CX LIVES OR DIES IN THE PARTNERSHIP LAYER

No insurer or platform can deliver embedded insurance on its own. And any embedded insurance experience can fall apart if the system behind it isn't prepared and aligned. CX is co-owned: the insurer, the distribution platform, and the underlying technology all shape the moment a customer is offered protection. The strongest partnerships don't feel like transactional business deals; they operate like shared problem-solving.

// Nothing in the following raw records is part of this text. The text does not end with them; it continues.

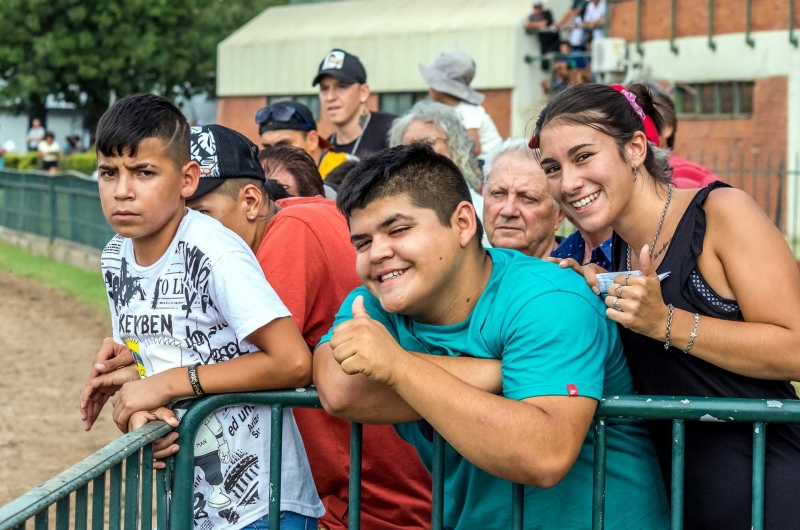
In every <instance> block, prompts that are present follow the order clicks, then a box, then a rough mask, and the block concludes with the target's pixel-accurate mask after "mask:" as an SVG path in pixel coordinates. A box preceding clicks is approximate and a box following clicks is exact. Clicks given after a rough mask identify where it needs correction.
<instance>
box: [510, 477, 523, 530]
mask: <svg viewBox="0 0 800 530" xmlns="http://www.w3.org/2000/svg"><path fill="white" fill-rule="evenodd" d="M511 528H512V529H513V530H523V529H524V528H525V486H524V485H523V484H511Z"/></svg>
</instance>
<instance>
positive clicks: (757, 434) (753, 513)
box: [750, 421, 767, 530]
mask: <svg viewBox="0 0 800 530" xmlns="http://www.w3.org/2000/svg"><path fill="white" fill-rule="evenodd" d="M766 436H767V425H766V423H764V422H763V421H757V422H755V423H754V424H753V514H752V523H751V525H750V526H751V530H764V463H765V460H766V451H765V450H766V443H765V440H766Z"/></svg>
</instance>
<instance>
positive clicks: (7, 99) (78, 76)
mask: <svg viewBox="0 0 800 530" xmlns="http://www.w3.org/2000/svg"><path fill="white" fill-rule="evenodd" d="M285 3H286V0H224V1H223V0H0V35H1V36H2V37H0V106H2V107H6V108H8V109H10V110H12V111H15V112H19V113H28V114H29V115H31V116H34V115H38V116H44V105H45V101H46V99H47V97H48V95H52V96H54V97H56V98H58V99H59V100H62V101H65V102H68V103H72V104H74V105H76V106H77V108H79V109H81V110H83V111H84V114H85V120H84V123H85V125H86V127H87V128H88V129H90V130H92V131H93V130H94V128H95V126H96V124H97V121H98V120H99V118H100V116H101V115H102V113H103V112H104V111H105V110H106V108H108V105H109V104H110V103H111V102H112V100H113V99H114V98H119V97H123V96H126V95H129V94H135V93H139V92H155V93H158V94H161V95H164V96H167V97H173V98H174V97H178V96H183V97H185V98H190V97H192V96H193V95H195V94H208V95H209V96H211V97H213V96H214V91H215V84H216V77H215V73H216V62H217V51H216V48H217V44H219V42H220V41H221V40H222V39H224V38H225V37H226V36H227V35H229V34H230V33H232V32H233V31H235V30H236V29H238V28H239V27H240V26H242V25H243V24H244V23H245V22H247V21H248V20H250V19H251V18H253V17H254V16H256V15H257V14H258V13H260V12H261V11H263V10H264V9H266V8H267V7H269V6H272V5H278V4H285Z"/></svg>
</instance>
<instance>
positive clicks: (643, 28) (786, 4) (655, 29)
mask: <svg viewBox="0 0 800 530" xmlns="http://www.w3.org/2000/svg"><path fill="white" fill-rule="evenodd" d="M790 1H793V2H794V3H795V24H794V26H795V27H800V0H757V1H755V2H753V3H752V8H751V11H750V13H751V26H750V27H751V31H767V30H781V29H788V27H789V2H790ZM670 3H671V2H670V1H669V0H643V1H642V40H656V39H668V38H669V27H670ZM610 7H611V27H610V34H611V36H613V37H622V38H624V39H625V40H627V41H628V42H634V41H636V1H635V0H622V1H618V2H616V3H614V4H611V6H610ZM745 7H746V0H714V34H715V35H719V34H723V33H743V32H744V31H745V12H746V11H745ZM676 9H677V11H676V12H677V17H676V24H675V36H676V37H689V36H698V35H706V34H708V2H707V1H705V0H677V2H676Z"/></svg>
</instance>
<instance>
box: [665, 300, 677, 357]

A BCG report says that "to make the most of their opportunities, insurers will need to support and collaborate extensively with their business partners to become the provider of choice." This means teams jointly determine where insurance should appear in a workflow and how it should feel when it does. Technology, design, and messaging must blend seamlessly with the platform's brand so that customers only see a single experience, not two companies stitched together.

All of this work happens long before the first customer sees an offer. During discovery, both sides typically map the data already available in the platform's journey, such as lease information and account details, to the minimum information an insurer needs to provide a quote. When this is done well, eligibility questions shrink, quoting steps become simpler, and drop-off decreases. Clearer language replaces legal jargon, and forms become shorter and more intuitive. This way, the partnership shapes the ease customers feel long before they think about making a claim.

Customers remember the experiences that remove fear, not the ones that add friction. So the next step for embedded insurance will come from insurers and platforms working in sync and designing for real human moments. The future of insurance hinges on making every step intuitive, predictable, and easy at every touchpoint.